Recent recital tours have included concerts in New York’s Carnegie Hall, Boston’s and Jordan Hall, as well as regular appearances at the Vienna Konzerthaus. He has recently released two albums of chamber music for Deutsche Grammophon. Narek Hakhnazaryan is a Larsen Strings Artist. He can be heard in the YouTube film, below, in Tchaikovsky's Rococo Variations, with the Orchestre National du Capitole du Toulouse, conducted by Tugan Sokhiev.

‘Fine sensibility and perfectly honed technique’ wrote the Telegraph’s critic of Georgy Tchaidze’s London debut. Since winning the First Prize in 2009 at the triennial Honens International Piano Competition, one of North America’s most prestigious competitions, Tchaidze has performed throughout Europe, North America, and Asia to great acclaim, including debuts at Berlin’s Konzerthaus, the Glenn Gould Studio in Toronto, the Concertgebouw in Amsterdam, the National Centre for the Performing Arts in Beijing, and at Carnegie Hall in New York. In 2015, Georgy Tchaidze was awarded First Prize at the Top of the World International Piano Competition in Tromsø, Norway, and received further international notice when he was asked to stand in for the indisposed Sir Andras Schiff. Since 2016, he has been Artist in Residence at the Queen Elisabeth Music Chapel, a centre for outstanding young musicians based in Waterloo, Belgium, under the direction of Louis Lortie.

As a chamber musician, Tchaidze has performed with the Brentano, Cecilia, and Borodin Quartets and with fellow pianists Piotr Anderszewski, Stephen Kovacevich, Jean-Efflam Bavouzet, Marc-André Hamelin, Nikolai Lugansky, among others.

Born in 1988 in St Petersburg, Georgy Tchaidze was educated at the Moscow State Tchaikovsky Conservatory and at the Berlin University of the Arts. He records for the Honens label.

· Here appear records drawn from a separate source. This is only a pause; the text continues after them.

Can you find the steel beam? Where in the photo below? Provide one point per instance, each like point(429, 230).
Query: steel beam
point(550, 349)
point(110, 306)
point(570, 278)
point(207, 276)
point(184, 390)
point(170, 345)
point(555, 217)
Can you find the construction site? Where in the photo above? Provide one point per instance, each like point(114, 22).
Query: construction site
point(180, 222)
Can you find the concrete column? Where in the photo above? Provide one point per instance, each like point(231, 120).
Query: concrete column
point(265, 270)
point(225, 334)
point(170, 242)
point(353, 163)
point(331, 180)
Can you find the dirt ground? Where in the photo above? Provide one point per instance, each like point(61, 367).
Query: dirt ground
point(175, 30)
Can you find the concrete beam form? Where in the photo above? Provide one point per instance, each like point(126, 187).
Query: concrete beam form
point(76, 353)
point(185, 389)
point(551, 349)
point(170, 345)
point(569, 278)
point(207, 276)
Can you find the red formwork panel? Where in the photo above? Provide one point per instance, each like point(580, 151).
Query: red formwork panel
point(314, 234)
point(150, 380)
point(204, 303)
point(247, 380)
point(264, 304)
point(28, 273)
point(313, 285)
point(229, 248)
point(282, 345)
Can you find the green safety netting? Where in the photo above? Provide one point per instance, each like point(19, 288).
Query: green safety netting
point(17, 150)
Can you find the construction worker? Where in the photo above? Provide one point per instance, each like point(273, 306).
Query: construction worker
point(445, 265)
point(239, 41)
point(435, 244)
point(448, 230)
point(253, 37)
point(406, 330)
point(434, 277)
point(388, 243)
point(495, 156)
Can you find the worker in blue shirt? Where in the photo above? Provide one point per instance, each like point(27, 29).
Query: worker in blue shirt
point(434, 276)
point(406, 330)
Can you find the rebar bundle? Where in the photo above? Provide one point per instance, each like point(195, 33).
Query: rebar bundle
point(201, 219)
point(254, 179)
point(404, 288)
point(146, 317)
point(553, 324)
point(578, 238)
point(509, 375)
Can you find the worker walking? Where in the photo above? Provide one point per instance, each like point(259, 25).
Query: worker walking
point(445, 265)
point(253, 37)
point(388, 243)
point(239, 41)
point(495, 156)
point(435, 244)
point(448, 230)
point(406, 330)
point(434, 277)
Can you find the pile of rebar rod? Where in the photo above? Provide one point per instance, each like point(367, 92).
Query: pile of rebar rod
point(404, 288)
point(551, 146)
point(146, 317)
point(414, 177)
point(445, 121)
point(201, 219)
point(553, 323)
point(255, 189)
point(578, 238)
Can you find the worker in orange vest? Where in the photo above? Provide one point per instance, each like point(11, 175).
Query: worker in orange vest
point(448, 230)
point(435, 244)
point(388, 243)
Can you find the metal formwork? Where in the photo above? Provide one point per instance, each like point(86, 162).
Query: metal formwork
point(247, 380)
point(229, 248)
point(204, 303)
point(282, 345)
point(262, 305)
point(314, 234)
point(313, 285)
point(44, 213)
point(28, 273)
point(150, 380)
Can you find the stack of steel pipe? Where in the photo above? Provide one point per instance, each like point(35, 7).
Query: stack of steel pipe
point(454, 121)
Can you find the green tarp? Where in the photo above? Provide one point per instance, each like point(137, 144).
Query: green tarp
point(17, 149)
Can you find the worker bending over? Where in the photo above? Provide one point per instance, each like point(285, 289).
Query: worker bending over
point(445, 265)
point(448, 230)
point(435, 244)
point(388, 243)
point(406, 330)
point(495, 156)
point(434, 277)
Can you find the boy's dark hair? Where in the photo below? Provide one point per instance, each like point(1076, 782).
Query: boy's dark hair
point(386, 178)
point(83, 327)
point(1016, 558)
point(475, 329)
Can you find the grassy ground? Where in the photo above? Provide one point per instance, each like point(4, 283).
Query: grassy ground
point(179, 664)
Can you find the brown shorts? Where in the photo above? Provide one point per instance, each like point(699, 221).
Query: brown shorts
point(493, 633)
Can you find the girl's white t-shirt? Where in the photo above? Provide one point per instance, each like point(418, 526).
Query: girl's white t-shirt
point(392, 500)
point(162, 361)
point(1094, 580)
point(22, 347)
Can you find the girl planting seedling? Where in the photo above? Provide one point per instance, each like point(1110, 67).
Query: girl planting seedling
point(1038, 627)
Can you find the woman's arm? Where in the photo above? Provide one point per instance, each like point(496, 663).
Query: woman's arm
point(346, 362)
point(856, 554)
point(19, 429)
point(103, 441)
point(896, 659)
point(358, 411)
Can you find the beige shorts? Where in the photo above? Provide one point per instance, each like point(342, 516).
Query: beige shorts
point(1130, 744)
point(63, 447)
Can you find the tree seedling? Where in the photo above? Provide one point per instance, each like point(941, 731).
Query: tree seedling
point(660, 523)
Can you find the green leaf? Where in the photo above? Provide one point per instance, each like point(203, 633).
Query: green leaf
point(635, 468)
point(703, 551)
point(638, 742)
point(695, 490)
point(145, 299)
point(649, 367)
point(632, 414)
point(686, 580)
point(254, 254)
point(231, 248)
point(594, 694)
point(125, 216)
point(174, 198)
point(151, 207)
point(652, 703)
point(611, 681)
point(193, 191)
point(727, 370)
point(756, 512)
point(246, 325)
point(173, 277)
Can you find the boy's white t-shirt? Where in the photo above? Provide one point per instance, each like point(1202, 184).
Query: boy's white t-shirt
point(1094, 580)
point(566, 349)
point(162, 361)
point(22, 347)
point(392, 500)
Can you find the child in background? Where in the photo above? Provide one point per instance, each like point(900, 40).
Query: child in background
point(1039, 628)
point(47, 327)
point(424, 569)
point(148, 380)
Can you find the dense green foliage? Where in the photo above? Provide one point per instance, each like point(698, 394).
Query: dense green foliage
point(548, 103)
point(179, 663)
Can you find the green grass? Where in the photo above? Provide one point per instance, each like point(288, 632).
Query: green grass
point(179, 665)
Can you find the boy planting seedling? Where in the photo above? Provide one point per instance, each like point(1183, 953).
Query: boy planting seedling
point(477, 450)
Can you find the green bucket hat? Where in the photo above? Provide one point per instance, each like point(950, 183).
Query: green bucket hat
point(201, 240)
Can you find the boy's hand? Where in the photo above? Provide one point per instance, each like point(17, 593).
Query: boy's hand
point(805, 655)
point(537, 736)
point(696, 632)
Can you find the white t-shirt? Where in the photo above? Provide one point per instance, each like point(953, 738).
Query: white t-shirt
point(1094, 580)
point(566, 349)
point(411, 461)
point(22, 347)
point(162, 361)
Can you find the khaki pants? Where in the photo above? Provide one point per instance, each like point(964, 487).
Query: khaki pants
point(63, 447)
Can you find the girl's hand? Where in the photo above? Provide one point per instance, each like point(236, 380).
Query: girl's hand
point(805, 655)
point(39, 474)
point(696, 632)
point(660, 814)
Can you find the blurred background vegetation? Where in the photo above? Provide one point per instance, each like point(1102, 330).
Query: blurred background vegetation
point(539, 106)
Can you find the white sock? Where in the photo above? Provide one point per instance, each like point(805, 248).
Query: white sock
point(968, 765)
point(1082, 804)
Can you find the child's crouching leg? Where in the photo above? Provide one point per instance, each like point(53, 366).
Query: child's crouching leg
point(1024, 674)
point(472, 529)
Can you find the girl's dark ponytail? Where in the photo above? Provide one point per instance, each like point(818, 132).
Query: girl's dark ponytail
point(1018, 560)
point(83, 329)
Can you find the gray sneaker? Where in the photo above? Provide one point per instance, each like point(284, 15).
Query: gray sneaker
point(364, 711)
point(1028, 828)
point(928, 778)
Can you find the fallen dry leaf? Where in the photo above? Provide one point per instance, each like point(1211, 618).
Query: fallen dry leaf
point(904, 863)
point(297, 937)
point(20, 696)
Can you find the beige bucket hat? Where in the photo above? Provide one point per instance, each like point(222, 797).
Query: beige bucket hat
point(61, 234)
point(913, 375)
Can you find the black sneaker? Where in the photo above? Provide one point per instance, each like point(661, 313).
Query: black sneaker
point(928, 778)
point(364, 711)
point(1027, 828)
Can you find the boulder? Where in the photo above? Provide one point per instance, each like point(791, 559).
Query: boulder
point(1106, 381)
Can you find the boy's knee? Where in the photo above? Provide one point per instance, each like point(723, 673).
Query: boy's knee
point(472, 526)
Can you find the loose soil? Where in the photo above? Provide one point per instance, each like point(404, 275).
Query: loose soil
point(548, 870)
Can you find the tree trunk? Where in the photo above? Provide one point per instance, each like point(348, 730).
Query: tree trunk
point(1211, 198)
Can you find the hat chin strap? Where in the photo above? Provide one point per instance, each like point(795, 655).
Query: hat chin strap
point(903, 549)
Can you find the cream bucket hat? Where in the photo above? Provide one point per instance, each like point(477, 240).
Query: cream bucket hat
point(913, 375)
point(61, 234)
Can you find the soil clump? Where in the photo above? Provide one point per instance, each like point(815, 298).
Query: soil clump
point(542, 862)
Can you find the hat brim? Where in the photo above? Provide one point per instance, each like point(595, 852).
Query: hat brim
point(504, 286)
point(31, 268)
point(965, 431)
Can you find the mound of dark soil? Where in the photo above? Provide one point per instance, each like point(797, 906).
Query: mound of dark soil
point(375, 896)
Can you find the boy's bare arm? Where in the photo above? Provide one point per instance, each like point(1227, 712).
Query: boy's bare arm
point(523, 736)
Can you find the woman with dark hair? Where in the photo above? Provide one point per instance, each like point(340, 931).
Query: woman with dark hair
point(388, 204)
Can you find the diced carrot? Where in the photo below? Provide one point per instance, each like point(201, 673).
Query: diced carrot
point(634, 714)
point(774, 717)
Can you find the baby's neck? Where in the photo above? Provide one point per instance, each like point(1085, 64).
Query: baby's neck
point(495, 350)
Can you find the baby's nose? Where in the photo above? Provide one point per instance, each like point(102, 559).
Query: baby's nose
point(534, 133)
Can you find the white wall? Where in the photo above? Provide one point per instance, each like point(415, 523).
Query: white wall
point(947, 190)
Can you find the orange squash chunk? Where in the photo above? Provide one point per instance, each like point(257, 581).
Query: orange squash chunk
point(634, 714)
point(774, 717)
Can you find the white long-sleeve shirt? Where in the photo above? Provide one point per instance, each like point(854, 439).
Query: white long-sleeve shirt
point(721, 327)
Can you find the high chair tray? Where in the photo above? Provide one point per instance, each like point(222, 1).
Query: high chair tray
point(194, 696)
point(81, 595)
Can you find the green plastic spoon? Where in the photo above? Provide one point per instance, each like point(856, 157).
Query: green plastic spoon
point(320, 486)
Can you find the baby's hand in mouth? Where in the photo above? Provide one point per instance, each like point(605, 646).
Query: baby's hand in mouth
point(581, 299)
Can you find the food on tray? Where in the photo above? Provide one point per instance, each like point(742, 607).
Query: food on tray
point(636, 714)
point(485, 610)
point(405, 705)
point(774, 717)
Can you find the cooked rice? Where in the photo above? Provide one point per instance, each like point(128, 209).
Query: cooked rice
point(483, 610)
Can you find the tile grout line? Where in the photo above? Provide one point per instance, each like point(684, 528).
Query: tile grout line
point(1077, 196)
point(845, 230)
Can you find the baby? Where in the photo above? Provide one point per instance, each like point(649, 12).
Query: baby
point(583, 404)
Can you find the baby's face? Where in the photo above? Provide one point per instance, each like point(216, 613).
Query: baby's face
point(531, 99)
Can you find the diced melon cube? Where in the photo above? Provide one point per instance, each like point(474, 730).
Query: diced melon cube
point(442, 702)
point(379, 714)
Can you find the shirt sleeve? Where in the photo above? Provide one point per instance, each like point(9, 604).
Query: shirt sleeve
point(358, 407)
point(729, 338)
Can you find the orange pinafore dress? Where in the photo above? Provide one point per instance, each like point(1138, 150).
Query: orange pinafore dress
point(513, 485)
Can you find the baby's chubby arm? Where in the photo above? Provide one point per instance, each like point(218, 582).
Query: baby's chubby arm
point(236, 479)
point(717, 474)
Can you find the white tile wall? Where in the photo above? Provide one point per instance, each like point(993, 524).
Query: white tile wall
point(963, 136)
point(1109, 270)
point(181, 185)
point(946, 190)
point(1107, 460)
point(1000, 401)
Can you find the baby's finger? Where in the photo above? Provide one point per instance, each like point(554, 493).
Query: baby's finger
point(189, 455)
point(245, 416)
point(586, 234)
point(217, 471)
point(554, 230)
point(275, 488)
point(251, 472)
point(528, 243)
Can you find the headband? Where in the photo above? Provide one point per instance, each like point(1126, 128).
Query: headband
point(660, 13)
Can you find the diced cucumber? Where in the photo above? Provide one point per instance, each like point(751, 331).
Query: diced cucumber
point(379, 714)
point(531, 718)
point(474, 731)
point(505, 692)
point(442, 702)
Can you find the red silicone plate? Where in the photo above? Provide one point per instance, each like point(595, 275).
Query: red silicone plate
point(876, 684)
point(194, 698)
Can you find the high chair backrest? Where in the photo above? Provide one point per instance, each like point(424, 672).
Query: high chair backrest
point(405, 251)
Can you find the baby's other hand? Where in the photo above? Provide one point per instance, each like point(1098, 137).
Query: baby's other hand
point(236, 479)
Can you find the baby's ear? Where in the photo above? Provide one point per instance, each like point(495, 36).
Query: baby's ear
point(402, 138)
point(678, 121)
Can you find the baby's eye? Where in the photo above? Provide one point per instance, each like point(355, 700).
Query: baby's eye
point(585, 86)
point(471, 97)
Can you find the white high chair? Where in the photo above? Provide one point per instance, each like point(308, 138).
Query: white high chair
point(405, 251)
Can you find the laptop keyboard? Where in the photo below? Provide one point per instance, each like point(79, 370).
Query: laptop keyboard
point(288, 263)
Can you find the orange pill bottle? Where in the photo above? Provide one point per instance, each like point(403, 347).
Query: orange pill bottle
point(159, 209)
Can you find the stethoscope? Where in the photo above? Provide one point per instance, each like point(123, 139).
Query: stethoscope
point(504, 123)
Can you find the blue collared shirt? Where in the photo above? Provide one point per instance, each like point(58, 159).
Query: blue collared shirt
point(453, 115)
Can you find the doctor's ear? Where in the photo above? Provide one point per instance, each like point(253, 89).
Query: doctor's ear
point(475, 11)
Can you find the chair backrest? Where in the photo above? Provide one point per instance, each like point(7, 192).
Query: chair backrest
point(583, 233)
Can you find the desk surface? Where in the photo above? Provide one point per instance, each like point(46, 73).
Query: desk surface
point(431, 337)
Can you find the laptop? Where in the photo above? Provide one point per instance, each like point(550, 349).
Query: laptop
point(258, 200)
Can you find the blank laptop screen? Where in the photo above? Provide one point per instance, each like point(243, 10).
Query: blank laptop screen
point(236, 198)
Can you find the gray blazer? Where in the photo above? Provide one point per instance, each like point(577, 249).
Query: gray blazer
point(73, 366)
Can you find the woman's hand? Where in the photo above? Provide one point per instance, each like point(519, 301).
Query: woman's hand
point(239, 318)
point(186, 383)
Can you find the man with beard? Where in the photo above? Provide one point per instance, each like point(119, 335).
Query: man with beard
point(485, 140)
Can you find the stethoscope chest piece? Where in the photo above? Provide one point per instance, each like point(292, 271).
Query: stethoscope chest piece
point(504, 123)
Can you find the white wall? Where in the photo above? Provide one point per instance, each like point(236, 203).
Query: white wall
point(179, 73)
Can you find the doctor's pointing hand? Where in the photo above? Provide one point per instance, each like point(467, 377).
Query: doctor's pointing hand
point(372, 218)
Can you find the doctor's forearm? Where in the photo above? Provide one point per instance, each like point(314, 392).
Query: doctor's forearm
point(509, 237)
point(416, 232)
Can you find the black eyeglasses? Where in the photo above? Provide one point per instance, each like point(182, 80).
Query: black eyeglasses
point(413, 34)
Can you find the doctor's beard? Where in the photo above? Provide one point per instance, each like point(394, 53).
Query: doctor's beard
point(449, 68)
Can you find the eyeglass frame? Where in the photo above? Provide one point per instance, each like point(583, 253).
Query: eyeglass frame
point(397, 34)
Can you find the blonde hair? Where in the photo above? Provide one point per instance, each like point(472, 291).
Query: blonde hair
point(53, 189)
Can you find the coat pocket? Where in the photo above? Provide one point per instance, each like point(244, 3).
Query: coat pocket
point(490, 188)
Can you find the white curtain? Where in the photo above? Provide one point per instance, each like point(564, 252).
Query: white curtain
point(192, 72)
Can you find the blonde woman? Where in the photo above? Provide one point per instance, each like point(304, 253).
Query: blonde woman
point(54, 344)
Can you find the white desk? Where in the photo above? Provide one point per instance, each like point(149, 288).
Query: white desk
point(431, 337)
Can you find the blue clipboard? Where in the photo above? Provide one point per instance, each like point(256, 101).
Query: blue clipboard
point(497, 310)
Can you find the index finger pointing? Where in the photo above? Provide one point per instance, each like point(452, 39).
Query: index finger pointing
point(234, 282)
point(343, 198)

more about Camerata Musica

Camerata Musica Cambridge takes its name from the celebrated Florentine Camerata — or Camerata Fiorentina — founded in Florence in 1573 by a group of scholars and musicians to promote a revival in what was then defined as Classical music or ‘musica antica’ — the music and poetry of antiquity — with a view to bringing a new generation into contact with its riches.

Cambridge’s Camerata Musica has a similar objective. It exists to bring new - and, in particular, student - audiences to classical music. It offers its audience the opportunity to hear some of the greatest masterpieces of the Western musical canon in performances by interpreters of international distinction. It is the only concert programme in the country that reserves more than half its seats for students and those under 25. These tickets are made available at generously subsidized prices.